A quick look at the agenda will convince you that this is going to be the most interesting technical ICS security event of all time. Seriously, check it out. The quality and quantity of research has taken a big jump over the last 12 months. And look at the videos from last year to see this event actually provides technical meat.
S4 is a very different event than ICSJWG, WeissCon, SANS, etc. It is very technical and very participative You will see presenters going deep into code, protocols, statistics, theory, … If you are looking for this S4 is the place for you.
It is participative because of the size and layout of the case study rooms and the ethos that has developed at S4 over the last six editions. The Q&A and discussion part of the event (focused on technical and specifically avoiding topics like responsible disclosure, information sharing, IT vs Ops) is an important part of each session. Plus attendees can go on a five minute unsolicited response, participate in the great debate and of course the hallway con and social events.
S4 is not for everyone. S4 doesn’t have overview presentations, SCADASEC 101, policy discussions, etc. These are very useful for a large portion of the ICS community and are handled well by the other events. So make sure you self select wisely because we push the speakers hard to have serious technical content.
Space is limited for the two day S4 Conference, but even more limited for the ICS Advanced Security Training that happens the day before and after S4. The courses vary in size from 20 to 30 students. We have four great training courses available:
- Travis Goodspeed will be teaching hardware hacking embedded wireless systems (and you will walk away with some hardware tools)
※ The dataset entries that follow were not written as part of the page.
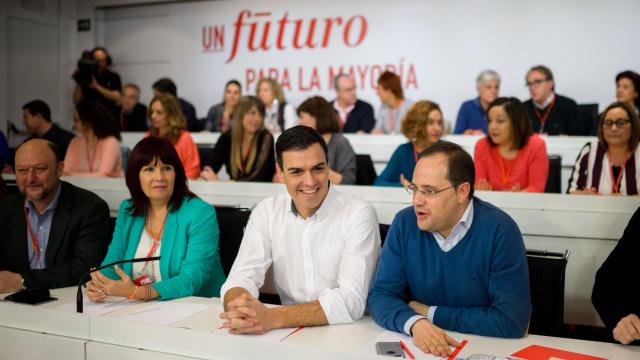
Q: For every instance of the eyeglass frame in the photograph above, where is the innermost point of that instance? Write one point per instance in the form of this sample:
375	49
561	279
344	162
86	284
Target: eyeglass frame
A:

- Billy Rios and Terry McCorkle are reprising their HMI hacking course from last year. This was very popular as the Active X and form field fuzzing techniques, taught on actual HMI, are what Rios/McCorkle used to find the hundreds of HMI vulns
- atlas 0f d00m is teaching a course on RfCat. Capturing and analyzing these RF comms is an area that deserves a lot more attention
- and a late entry from Luigi Auriemma and Donato Ferrante will teach how to find server side vulns in SCADA software. Luigi will teach the techniques he has used to find a large number of vulnerabilities including looking at encryption and compression in these products.